Lentinellus is a genus of white rot, wood decay, lamellate agaric in the family Auriscalpiaceae, further characterized in part by rough-walled, amyloid spores produced on lamellae with jagged edges. Typically, thick-walled hyphae in the fruit body are in part amyloid, and frequently the taste of the mushrooms is acrid (burning, spicy). The widespread genus has been estimated to contain 15 species. Mycologists Ronald Petersen and Karen Hughes considered 24 species in their 2004 world monograph of the genus.

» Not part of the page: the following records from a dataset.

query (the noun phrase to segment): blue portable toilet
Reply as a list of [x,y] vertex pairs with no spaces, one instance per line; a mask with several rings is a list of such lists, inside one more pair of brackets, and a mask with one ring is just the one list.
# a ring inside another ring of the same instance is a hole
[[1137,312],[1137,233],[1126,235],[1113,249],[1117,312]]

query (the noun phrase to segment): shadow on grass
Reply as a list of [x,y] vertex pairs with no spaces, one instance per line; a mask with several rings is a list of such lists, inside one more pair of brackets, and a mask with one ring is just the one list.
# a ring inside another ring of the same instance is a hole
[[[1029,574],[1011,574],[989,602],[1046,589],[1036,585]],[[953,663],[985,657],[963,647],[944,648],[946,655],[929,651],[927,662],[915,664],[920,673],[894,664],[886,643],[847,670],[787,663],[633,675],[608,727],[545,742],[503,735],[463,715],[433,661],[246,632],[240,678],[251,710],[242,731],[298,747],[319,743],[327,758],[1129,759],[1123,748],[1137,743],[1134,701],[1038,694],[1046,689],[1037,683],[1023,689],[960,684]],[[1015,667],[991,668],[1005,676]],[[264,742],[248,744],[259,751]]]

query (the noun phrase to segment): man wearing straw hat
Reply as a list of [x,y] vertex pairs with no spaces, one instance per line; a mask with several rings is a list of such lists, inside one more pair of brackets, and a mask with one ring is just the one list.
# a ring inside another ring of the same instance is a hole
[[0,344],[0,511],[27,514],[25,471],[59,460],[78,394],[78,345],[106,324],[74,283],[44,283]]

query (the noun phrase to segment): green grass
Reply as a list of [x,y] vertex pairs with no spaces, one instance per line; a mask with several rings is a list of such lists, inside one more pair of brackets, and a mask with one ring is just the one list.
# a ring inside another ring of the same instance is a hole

The name Lentinellus is the diminutive of Lentinus, which is the generic name for another group of wood-decay fungi with rough lamellar edges. The type species and the best-known is L. cochleatus, which was classified under Lentinus by Persoon in 1825. Later it was realized that the species now in Lentinellus are very different in other characteristics from the other Lentinus species, and in modern taxonomy the groups are put into different orders (Lentinus is in Polyporales whereas Lentinellus is in Russulales).
Closely allied genera are Auriscalpium and Dentipratulum, with Artomyces slightly more distantly related. These groups are non-agaricoid but, strangely enough, Lentinellus is more closely related to them than to other gilled mushrooms.
All species in the genus are inedible due to their bitter taste.[1]